The sage of the Book of Proverbs shows great understanding of this notion by declaring the fear of the Lord to be the beginning of wisdom (Prov 1:7). Further, the prophet Isaiah declares the fear of the Lord to be a gift of the Holy Spirit (Is 11:2) and of such great spiritual import that it is the virtual “delight” of the Messiah (Is 11:3). Thus for the Christian, the fear of the Lord is not only the beginning of wisdom but also its fulfilment, since what begins naturally in man as fear of punishment due to vice, becomes instead fear of offending the God we love due to virtue. Further, Isaiah’s reference to feebleness, etc. in the quotation above helps us to understand that we are to put away the fears of this world so that we may approach the fear of the Lord in proper humility and trust.
Humility moving one to trust is displayed nowhere more profoundly than in the Blessed Virgin Mary. Hence, we are raising her up as our Advent guide in the fear of the Lord. In keeping with this proposition we place on our bulletin cover for this 3rd Sunday in Advent a work by the Baroque painter Giovanni Battista Salvi da Sassoferrato entitled The Virgin in Prayer (1650) now held in the National Gallery, London. Sassoferrato was actually the town Giovanni lived in which was about equidistant from the artistic powerhouses of Florence and Rome. The baroque of Giovanni appears subdued because of his particular interest in the classical work of Raphael, which made Giovanni’s works cherished as silent, devotional images during the Counter Reformation.
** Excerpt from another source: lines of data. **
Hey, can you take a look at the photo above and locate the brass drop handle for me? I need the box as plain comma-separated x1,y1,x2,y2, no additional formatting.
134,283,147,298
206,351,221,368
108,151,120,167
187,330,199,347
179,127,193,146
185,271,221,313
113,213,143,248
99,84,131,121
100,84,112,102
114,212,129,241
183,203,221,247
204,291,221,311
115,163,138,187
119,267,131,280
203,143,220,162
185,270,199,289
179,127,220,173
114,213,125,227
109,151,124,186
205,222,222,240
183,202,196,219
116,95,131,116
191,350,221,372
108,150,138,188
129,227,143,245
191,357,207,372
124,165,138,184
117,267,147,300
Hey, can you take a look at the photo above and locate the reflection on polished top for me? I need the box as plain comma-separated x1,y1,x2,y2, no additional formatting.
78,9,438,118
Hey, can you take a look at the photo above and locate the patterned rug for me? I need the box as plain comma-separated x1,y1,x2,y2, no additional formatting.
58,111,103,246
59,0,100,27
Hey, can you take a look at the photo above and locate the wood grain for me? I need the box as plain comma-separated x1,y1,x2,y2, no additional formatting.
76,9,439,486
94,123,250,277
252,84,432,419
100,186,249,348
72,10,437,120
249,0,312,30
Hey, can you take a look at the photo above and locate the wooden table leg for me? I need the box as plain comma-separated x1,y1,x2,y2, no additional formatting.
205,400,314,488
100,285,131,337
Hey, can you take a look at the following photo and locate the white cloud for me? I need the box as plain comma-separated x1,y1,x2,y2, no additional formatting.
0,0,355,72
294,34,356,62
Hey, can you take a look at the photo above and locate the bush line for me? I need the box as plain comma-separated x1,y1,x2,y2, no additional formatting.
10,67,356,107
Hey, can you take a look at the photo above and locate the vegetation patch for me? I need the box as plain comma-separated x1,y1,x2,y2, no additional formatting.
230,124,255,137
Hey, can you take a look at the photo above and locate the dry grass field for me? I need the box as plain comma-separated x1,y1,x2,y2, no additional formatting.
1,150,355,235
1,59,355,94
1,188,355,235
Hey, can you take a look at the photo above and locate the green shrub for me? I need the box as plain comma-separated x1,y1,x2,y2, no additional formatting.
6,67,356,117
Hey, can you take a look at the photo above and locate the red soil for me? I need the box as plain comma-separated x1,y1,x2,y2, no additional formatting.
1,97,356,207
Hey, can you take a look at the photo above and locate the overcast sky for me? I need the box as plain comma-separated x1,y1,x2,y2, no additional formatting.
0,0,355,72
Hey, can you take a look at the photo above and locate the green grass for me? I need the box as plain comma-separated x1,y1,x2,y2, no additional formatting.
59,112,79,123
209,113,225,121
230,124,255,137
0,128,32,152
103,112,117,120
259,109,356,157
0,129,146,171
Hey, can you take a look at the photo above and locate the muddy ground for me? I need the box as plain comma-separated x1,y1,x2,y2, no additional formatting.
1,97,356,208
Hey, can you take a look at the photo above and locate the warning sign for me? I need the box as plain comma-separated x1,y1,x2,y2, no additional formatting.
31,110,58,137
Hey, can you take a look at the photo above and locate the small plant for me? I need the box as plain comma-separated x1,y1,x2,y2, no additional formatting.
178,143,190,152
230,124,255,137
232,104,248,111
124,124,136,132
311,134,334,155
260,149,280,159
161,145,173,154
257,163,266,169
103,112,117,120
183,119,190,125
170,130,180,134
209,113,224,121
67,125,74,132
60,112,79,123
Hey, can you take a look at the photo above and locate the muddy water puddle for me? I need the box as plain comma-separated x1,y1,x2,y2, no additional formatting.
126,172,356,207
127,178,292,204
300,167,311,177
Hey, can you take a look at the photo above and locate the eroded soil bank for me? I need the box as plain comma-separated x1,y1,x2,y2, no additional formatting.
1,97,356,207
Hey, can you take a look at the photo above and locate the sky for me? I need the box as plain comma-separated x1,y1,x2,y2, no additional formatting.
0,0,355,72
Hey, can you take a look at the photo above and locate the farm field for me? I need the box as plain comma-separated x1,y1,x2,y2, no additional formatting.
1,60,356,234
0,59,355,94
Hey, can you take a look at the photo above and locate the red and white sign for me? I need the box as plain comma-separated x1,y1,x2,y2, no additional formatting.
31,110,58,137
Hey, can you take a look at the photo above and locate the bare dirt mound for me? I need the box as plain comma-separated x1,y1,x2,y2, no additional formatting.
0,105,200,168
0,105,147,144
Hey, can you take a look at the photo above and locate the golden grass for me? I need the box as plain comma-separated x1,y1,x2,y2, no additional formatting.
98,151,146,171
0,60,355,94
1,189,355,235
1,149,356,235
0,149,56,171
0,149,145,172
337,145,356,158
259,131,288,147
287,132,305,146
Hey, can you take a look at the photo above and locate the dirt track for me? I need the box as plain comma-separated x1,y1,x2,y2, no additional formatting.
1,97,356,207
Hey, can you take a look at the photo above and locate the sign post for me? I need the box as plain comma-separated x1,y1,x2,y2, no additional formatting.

Here we see Mary, statuesque, in deep prayerful reflection. Let us say that this is the moment when the angel had just departed after offering her the good news and counseling her to accept it without trepidation (Lk 1:30). No doubt Mary found favor with God because she was full of the grace of the fear of the Lord, for as Mary herself declares: God “has looked upon his handmaid’s lowliness” and named her “blessed” (Lk 1:48).